Excerpt from, Working with Big Data: Infrastructure, Algorithms, and Visualizations LiveLessons (6 Hours of Video Instruction) which presents a high level overview of big data and how to use key tools to solve your data challenges. This introduction to the three areas of big data includes:
• Infrastructure – how to store and process big data
• Algorithms – how to integrate algorithms into your big data stack and an introduction to classification
The goal was not to be exhaustive, but rather, to provide a higher level view of how all the pieces of a big data architecture work together.
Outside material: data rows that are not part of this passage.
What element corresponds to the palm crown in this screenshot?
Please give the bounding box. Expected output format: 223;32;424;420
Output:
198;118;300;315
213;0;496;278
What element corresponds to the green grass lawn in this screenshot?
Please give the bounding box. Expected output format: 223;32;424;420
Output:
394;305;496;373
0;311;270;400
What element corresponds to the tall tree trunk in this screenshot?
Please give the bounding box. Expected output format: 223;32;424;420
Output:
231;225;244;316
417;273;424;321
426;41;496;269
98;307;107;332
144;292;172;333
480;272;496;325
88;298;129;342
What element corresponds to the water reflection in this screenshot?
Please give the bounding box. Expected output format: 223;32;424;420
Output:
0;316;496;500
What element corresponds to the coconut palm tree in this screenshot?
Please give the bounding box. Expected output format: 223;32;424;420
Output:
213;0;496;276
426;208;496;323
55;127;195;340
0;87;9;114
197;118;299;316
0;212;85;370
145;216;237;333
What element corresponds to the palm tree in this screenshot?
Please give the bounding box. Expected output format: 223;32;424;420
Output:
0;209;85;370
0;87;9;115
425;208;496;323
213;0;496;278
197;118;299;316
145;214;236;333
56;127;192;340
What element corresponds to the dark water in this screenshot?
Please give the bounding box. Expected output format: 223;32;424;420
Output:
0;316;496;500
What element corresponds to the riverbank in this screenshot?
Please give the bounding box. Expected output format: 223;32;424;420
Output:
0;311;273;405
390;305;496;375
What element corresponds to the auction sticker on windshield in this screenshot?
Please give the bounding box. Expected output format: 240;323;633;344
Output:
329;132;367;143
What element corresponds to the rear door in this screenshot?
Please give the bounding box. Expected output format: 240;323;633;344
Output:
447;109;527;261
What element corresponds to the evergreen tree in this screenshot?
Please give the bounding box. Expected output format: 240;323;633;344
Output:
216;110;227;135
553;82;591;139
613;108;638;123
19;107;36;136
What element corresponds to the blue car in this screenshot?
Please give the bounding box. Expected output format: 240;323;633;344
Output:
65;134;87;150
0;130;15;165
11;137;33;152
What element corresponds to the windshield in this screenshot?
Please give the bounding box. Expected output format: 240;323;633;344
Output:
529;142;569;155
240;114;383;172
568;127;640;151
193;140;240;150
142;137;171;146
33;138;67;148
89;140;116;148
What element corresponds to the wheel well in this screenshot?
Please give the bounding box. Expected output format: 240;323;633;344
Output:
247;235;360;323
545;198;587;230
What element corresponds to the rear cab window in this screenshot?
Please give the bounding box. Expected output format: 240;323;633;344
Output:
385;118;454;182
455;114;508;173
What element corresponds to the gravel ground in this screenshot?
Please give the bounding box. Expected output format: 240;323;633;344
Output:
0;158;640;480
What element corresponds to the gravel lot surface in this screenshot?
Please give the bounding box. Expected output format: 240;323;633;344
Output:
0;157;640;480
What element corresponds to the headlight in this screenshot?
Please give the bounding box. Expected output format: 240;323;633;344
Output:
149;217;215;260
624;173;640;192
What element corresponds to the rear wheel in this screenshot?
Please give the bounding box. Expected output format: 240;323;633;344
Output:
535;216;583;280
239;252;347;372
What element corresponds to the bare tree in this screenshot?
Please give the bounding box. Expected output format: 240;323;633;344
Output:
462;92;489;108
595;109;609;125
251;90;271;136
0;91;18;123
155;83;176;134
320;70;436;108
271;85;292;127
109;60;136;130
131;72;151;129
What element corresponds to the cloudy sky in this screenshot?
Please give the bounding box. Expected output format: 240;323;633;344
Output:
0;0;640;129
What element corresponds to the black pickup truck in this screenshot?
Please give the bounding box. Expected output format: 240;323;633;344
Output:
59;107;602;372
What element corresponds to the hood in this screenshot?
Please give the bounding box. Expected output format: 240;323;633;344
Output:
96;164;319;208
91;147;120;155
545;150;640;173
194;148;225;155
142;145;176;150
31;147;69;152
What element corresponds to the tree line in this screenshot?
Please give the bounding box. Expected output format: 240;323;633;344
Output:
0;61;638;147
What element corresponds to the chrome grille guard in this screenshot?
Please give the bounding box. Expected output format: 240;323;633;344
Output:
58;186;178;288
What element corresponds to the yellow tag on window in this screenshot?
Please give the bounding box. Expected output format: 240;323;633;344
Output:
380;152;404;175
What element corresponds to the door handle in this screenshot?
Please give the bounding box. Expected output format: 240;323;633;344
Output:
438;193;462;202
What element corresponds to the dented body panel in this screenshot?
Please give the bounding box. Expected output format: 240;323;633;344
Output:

Paul Dix is the author of “Service Oriented Design with Ruby and Rails.” He is a frequent speaker at conferences and user groups including Web 2.0, RubyConf, RailsConf, The Gotham Ruby Conference, and Scotland on Rails. Paul is the founder and organizer of the NYC Machine Learning Meetup, which has over 2,900 members. In the past he has worked at startups and larger companies like Google, Microsoft, and McAfee. Currently, Paul is a co-founder at Errplane, a cloud based service for monitoring and alerting on application performance and metrics. He lives in New York City.
In Unstructured Storage and Hadoop you learn how to set up Hadoop, load files into the Hadoop File System (HDFS), and write your first map reduce job.
In Structured Storage and Cassandra you will set up Cassandra, learn how to model data in Cassandra’s column oriented storage, use Cassandra from a Ruby library, and write data into Cassandra from a Hadoop map reduce job.
Real Time Processing and Messaging is about real-time processing with messaging systems. Specifically, you will learn about Kafka, an open-source distributed messaging system. You’ll install Kafka, read and write data from the messaging server, write data into Hadoop, and learn how to mplement highly available and scalable message consumers.
Working with Machine Learning Algorithms introduces you to machine learning and the k-nearest neighbors algorithm. In it you will implement k-nearest neighbors, prepare raw text for use with machine learning algorithms, and make predictions using k-nearest neighbors.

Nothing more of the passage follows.